I work with WordPress. Despite all the valid criticisms about the codebase, the compatibility to obsolete PHP versions, etc, it is an easy-to-use piece of software that the end users appreciate. (Or was, before the Gutenberg update).

The problem with WordPress is the ecosystem it has created and a mentality that anyone can build any functionality onto a WordPress site, by just piling more and more plugins. A lot of bad code, useless database records, plugins that don't play well with each other, the whole "shortcode" concept, content lock-in from page builders, themes or certain plugins, the list can go on and on.

In my opinion, WordPress is (was?) perfect as a blogging engine, where all you need is an editor that reminds MS Word (I mean Tiny MCE, of course, not Gutenberg), and a template to shape your site.

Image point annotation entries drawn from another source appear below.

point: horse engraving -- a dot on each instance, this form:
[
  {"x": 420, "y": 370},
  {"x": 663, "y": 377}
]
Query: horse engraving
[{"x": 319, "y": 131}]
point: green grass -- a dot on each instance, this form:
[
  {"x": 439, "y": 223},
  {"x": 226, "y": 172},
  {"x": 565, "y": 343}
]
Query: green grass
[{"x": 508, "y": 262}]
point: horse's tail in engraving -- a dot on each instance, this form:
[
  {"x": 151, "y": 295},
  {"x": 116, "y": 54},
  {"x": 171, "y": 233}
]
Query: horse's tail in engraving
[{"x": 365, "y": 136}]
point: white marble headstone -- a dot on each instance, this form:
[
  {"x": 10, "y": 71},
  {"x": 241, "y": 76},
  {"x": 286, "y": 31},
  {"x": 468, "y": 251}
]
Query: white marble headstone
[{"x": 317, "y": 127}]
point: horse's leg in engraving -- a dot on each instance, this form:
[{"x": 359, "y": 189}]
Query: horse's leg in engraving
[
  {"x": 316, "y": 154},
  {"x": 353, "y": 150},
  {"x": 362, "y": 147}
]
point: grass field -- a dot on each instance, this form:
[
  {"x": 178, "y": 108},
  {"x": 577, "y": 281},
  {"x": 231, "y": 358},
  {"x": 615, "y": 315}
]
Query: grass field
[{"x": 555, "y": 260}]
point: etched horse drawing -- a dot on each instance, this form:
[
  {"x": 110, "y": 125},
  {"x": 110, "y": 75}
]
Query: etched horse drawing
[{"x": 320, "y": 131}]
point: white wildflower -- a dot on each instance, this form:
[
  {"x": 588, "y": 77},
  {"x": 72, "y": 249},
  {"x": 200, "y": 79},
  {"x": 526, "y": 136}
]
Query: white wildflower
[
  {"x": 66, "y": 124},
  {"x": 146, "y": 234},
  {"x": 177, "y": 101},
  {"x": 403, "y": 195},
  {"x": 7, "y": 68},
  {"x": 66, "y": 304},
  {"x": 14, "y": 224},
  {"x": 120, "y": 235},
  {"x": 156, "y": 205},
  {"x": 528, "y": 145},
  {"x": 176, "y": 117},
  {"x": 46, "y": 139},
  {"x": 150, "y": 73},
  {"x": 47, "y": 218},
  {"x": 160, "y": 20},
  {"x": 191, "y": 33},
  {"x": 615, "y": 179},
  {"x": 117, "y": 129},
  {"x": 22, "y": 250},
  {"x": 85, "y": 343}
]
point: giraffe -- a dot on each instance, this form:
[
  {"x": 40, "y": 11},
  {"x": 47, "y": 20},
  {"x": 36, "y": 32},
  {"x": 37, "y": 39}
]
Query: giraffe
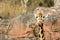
[{"x": 39, "y": 16}]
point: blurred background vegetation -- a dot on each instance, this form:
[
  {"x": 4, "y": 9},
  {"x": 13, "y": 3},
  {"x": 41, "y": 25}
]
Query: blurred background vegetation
[{"x": 12, "y": 8}]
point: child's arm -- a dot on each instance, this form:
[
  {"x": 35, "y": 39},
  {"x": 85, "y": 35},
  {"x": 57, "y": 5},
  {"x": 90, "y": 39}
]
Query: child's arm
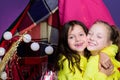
[{"x": 106, "y": 66}]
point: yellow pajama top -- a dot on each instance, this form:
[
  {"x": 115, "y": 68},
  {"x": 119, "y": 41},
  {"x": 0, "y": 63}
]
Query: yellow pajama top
[
  {"x": 66, "y": 74},
  {"x": 92, "y": 70}
]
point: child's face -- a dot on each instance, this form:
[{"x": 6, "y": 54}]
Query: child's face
[
  {"x": 98, "y": 37},
  {"x": 77, "y": 39}
]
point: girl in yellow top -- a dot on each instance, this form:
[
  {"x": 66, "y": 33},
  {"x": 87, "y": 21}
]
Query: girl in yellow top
[
  {"x": 72, "y": 51},
  {"x": 101, "y": 40}
]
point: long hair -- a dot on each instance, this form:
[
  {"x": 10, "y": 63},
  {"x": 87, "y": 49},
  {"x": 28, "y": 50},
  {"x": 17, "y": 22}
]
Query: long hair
[
  {"x": 114, "y": 36},
  {"x": 64, "y": 49}
]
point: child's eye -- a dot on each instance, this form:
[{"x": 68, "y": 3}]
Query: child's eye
[
  {"x": 70, "y": 37},
  {"x": 81, "y": 34},
  {"x": 89, "y": 33}
]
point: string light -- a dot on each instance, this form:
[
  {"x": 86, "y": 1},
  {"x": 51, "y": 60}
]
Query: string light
[
  {"x": 7, "y": 35},
  {"x": 2, "y": 51}
]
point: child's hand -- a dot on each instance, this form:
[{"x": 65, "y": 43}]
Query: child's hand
[
  {"x": 105, "y": 61},
  {"x": 105, "y": 64},
  {"x": 108, "y": 71}
]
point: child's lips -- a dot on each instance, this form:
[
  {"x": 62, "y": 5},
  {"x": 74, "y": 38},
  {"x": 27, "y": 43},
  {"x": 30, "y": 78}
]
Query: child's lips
[
  {"x": 78, "y": 45},
  {"x": 91, "y": 44}
]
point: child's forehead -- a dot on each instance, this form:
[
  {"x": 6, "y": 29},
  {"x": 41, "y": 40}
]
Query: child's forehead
[{"x": 100, "y": 26}]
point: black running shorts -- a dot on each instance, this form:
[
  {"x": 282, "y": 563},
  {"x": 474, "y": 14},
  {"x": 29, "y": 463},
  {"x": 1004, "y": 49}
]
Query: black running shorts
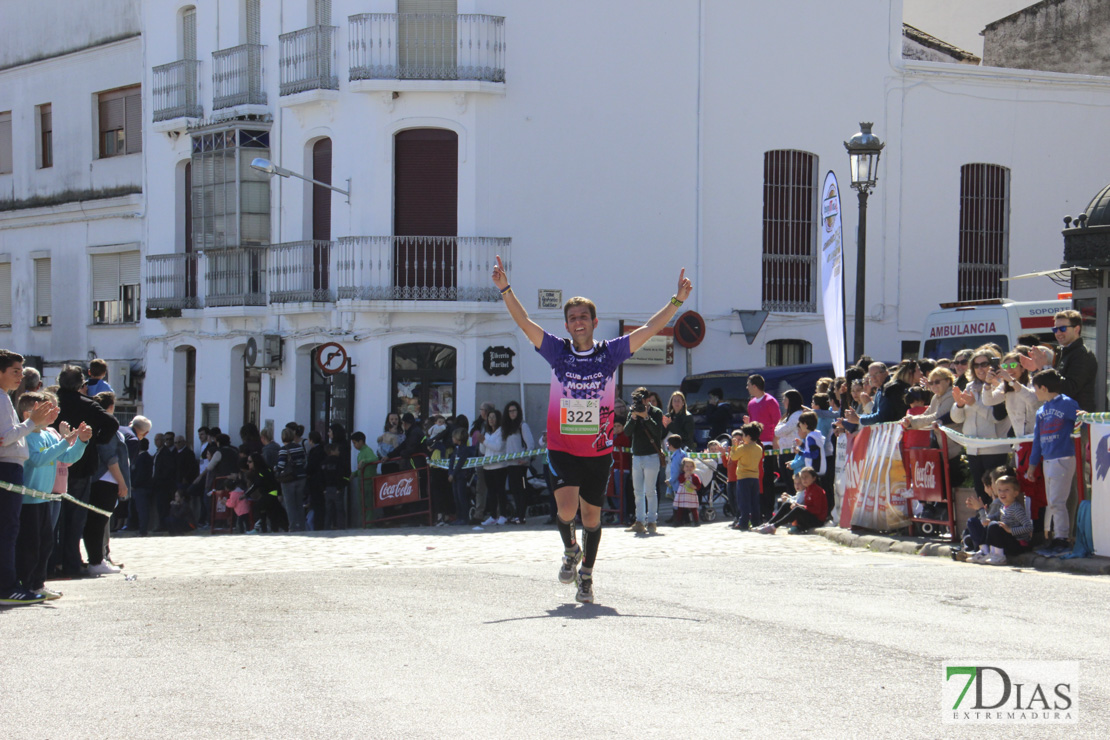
[{"x": 589, "y": 475}]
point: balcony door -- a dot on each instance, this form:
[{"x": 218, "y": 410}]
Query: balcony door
[
  {"x": 321, "y": 213},
  {"x": 425, "y": 216}
]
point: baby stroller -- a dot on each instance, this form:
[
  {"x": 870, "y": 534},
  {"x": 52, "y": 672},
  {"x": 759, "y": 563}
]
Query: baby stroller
[{"x": 716, "y": 488}]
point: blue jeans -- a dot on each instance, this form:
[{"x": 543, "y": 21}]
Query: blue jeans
[
  {"x": 747, "y": 502},
  {"x": 645, "y": 469}
]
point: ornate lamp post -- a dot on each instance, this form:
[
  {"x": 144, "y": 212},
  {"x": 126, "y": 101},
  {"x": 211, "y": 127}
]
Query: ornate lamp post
[{"x": 864, "y": 150}]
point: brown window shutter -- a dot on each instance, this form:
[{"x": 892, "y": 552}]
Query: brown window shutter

But due to its popularity, people ask more and more customisation, more and more functionality that should not be handled to a blogging platform, and on the top of all, it has to load super-fast the thousands of lines of JS on their cheap hosting. WordPress gave birth to a whole ecosystem of plugins that do "everything" and created unreasonable expectations from WP users (or WP agency clients). WordPress is good for a blog with a few static pages and comment system and a nice responsive template. E-shops, Swiss-army knife themes, builders, etc, are pushing the original codebase way beyond its limits, in my opinion.